College of Big Data and Intelligent Engineering, Southwest Forestry University, Kunming, China.
College of Material Science and Engineering, Southwest Forestry University, Kunming, China.
Comput Math Methods Med. 2022 Jul 25;2022:4490154. doi: 10.1155/2022/4490154. eCollection 2022.
MicroRNAs (miRNAs) are a kind of noncoding RNA, which plays an essential role in gene regulation by binding to messenger RNAs (mRNAs). Accurate and rapid identification of miRNA target genes is helpful to reveal the mechanism of transcriptome regulation, which is of great significance for the study of cancer and other diseases. Many bioinformatics methods have been proposed to solve this problem, but the previous research did not further study the encoding of the nucleotide sequence. In this paper, we developed a novel method combining word embedding and deep learning for human miRNA targets at the site-level prediction, which is inspired by the similarity between natural language and biological sequences. First, the word2vec model was used to mine the distribution representation of miRNAs and mRNAs. Then, the embedding is extracted automatically via the stacked bidirectional long short-term memory (BiLSTM) network. By testing, our method can effectively improve the accuracy, sensitivity, specificity, and -measure of other methods. Through our research, it is proved that the distributed representation can improve the accuracy of the deep learning model and better solve the miRNA target site prediction problem.

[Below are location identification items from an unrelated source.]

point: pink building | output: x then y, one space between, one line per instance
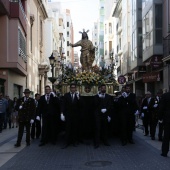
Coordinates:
166 43
13 56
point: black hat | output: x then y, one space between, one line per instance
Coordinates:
27 91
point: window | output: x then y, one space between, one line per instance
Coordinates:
31 37
22 45
158 24
105 29
41 32
110 28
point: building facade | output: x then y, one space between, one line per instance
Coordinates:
166 44
152 44
13 47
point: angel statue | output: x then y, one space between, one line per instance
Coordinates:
87 51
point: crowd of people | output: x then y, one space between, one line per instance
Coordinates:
44 116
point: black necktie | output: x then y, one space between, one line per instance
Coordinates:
48 98
72 97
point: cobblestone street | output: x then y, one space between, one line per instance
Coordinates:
144 154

微小 RNA(miRNAs)是一种非编码 RNA,通过与信使 RNA(mRNA)结合在基因调控中发挥重要作用。准确快速地识别 miRNA 靶基因有助于揭示转录组调控的机制,这对于癌症等疾病的研究具有重要意义。已经提出了许多生物信息学方法来解决这个问题,但以前的研究并没有进一步研究核苷酸序列的编码。在本文中,我们开发了一种新的方法,将词嵌入和深度学习相结合,用于人类 miRNA 靶点的位点级预测,这是受到自然语言和生物序列之间相似性的启发。首先,使用 word2vec 模型挖掘 miRNA 和 mRNA 的分布表示。然后,通过堆叠双向长短期记忆(BiLSTM)网络自动提取嵌入。通过测试,我们的方法可以有效地提高其他方法的准确性、敏感性、特异性和 -measure。通过我们的研究,证明了分布式表示可以提高深度学习模型的准确性,并更好地解决 miRNA 靶位点预测问题。